By transposing, we get,

x > 11 – 5

x > 6

As per the condition given in the question, {x : x ∈ N;N < 10}

Therefore, solution set x = {7, 8, 9}

(ii) 2x + 1 < 17

Solution:-

2x + 1 < 17

By transposing, we get,

2x < 17 – 1

x < 16/2

x < 8

As per the condition given in the question, {x : x ∈ N;N < 10}

Therefore, solution set x = {1, 2, 3, 4, 5, 6, 7}

(iii) 3x – 5 ≤ 7

Solution:-

3x – 5 ≤ 7

By transposing, we get,

3x ≤ 7 + 5

x ≤ 12/3

x ≤ 4

As per the condition given in the question, {x : x ∈ N;N < 10}

Therefore, solution set x = {1, 2, 3, 4}

(iv) 8 – 3x ≥ 2

Solution:-

8 – 3x ≥ 2

By transposing, we get,

3x ≥ 8 – 2

3x ≥ 6

x ≥ 6/3

x ≥ 2

As per the condition given in the question, {x : x ∈ N;N < 10}

Therefore, solution set x = {1, 2}

(v) 5 – 2x < 11

Solution:-

5 – 2x < 11

By transposing, we get,

2x > 5 – 11

2x > -6

x > -6/2

x > -3

As per the condition given in the question, {x : x ∈ N;N < 10}

Therefore, solution set x = {1, 2, 3, 4, 5, 6, 7, 8, 9}

2. Solve for x in the following inequations, if the replacement set is R;

(i) 3x > 12

Solution:-

3x > 12

By cross multiplication, we get,

x > 12/3

x > 4

As per the condition given in the question, the replacement set is R.

Therefore, solution set x = {x : x ∈ R; x > 4}

(ii) 2x – 3 > 7

Solution:-

2x – 3 > 7

By transposing, we get,

2x > 7 + 3

2x > 10

x > 10/2

x > 5

As per the condition given in the question, the replacement set is R.

Therefore, solution set x = {x : x ∈ R; x > 5}

(iii) 3x + 2 ≤ 11

Solution:-

3x + 2 ≤ 11

By transposing, we get,

3x ≤ 11 – 2

3x ≤ 9

x ≤ 9/3

x ≤ 3

As per the condition given in the question, the replacement set is R.

Therefore, solution set x = {x : x ∈ R; x ≤ 3}

(iv) 14 – 3x ≥ 5

Solution:-

14 – 3x ≥ 5

By transposing, we get,

3x ≤ 14 – 5

3x ≤ 9

x ≤ 9/3

x ≤ 3

As per the condition given in the question, the replacement set is R.

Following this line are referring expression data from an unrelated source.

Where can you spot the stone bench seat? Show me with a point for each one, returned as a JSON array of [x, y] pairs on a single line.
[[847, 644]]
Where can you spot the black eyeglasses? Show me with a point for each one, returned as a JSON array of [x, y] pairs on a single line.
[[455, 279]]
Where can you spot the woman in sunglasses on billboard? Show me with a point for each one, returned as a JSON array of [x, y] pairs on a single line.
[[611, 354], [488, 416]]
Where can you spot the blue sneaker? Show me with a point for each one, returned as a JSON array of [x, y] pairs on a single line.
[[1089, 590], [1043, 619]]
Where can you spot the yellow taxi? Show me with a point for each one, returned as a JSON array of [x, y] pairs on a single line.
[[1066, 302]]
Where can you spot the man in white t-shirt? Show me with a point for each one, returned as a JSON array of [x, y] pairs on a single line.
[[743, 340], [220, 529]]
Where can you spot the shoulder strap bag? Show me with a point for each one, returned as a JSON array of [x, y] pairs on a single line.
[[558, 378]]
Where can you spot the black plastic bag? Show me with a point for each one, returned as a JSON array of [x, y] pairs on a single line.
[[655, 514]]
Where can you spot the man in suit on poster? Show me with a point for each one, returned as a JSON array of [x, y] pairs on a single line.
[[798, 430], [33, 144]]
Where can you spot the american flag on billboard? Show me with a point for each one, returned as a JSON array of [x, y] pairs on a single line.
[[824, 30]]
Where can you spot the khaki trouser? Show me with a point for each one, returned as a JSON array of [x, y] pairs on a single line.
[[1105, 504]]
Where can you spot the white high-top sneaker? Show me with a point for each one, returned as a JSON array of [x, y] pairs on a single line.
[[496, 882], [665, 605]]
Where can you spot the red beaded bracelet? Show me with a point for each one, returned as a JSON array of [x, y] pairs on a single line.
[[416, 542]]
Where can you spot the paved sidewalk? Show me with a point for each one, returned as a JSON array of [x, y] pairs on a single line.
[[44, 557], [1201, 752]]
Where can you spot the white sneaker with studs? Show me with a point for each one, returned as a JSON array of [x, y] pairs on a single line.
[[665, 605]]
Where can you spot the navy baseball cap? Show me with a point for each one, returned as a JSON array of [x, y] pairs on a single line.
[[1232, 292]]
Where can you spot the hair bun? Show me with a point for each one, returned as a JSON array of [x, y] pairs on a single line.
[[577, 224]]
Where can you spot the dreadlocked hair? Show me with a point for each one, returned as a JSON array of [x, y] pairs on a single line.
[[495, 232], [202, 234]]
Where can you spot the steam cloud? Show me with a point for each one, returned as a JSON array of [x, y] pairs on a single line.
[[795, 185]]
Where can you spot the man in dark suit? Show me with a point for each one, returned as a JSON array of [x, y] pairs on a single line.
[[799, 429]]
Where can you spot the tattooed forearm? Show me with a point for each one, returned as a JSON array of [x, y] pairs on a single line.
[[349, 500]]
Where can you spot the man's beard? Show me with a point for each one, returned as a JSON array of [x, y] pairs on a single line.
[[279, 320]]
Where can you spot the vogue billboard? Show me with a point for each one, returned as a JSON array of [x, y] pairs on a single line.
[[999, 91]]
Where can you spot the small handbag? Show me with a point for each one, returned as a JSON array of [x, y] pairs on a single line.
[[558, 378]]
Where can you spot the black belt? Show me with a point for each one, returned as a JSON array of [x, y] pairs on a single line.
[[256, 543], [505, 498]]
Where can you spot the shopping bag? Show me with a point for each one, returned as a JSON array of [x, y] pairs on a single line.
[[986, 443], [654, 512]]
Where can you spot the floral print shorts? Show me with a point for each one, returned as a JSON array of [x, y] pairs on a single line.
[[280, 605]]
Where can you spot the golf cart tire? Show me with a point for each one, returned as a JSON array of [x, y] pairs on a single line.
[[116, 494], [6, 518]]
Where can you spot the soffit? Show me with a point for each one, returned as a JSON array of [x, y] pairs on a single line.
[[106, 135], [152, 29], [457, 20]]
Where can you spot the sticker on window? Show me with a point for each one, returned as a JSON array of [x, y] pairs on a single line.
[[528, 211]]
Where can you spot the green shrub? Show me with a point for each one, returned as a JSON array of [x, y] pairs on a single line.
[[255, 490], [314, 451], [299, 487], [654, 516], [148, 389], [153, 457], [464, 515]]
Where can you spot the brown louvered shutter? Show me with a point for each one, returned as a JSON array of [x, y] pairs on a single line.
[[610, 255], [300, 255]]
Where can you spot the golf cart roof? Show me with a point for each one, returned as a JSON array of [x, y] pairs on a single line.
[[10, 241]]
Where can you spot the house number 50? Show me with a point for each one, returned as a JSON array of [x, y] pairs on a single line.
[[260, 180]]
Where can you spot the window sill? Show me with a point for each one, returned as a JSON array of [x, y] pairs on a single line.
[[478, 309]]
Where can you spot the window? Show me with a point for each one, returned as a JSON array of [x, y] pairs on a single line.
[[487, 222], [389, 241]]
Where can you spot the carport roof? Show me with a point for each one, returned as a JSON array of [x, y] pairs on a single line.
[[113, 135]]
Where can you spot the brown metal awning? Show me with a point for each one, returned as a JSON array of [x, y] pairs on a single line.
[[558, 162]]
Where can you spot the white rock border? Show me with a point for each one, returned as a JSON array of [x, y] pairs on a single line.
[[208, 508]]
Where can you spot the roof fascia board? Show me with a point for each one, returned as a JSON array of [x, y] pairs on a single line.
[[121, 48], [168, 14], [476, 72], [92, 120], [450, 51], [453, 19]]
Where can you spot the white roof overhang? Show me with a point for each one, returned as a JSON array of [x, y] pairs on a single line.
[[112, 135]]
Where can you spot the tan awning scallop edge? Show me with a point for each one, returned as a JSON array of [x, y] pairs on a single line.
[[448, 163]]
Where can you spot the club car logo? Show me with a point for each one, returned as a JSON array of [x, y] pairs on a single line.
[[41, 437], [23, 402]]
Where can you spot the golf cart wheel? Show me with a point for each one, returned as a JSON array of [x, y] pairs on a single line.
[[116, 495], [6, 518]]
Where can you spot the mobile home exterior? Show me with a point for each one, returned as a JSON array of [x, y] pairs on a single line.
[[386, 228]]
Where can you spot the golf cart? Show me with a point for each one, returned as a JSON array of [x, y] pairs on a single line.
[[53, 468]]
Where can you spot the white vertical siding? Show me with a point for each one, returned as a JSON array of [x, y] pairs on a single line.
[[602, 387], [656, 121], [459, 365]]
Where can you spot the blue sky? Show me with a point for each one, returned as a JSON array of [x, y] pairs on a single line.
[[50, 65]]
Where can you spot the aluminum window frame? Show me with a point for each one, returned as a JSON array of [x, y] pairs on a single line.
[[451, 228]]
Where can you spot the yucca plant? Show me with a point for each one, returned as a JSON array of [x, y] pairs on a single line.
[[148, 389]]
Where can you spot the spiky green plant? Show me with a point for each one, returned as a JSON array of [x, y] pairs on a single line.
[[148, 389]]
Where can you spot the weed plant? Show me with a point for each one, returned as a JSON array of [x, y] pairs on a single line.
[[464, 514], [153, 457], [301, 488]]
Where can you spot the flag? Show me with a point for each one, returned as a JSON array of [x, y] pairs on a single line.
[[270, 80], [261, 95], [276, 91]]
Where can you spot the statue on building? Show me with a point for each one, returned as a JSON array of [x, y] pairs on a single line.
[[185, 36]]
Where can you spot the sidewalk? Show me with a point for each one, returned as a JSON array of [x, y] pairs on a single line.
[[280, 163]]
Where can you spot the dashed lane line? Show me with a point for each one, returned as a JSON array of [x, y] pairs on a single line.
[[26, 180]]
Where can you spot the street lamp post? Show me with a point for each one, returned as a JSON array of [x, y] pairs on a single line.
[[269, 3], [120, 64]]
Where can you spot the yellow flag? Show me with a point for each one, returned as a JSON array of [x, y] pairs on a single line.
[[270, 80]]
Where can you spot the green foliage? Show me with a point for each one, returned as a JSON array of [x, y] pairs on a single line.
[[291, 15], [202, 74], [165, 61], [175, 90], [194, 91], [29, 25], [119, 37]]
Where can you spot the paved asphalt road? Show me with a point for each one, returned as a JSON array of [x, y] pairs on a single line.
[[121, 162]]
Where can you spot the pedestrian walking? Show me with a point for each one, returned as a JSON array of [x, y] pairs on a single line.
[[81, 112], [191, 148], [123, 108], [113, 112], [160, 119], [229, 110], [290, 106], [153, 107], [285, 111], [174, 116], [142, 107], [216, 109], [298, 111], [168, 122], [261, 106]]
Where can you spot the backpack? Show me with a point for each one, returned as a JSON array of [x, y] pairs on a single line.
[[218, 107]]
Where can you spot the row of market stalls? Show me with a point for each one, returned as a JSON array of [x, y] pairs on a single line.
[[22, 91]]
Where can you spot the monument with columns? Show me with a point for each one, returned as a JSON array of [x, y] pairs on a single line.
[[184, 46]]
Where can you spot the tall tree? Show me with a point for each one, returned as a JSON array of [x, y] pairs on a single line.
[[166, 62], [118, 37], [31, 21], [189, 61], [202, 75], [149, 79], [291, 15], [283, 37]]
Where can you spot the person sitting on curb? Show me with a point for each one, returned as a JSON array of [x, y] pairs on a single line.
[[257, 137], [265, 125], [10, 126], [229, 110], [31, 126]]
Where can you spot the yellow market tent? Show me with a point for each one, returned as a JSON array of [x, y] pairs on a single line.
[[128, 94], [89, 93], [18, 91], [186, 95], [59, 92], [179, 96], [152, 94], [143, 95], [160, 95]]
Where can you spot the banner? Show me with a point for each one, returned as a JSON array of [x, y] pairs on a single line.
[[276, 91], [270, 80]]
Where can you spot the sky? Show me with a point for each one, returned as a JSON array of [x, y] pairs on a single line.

Therefore, solution set x = {x : x ∈ R; x ≤ 3}

(v) 7x + 11 > 16 – 3x

Solution:-

7x + 11 > 16 – 3x

By transposing, we get,

7x + 3x > 16 – 11

10x > 5

x > 5/10

x > ½

x > 0.5

As per the condition given in the question, the replacement set is R.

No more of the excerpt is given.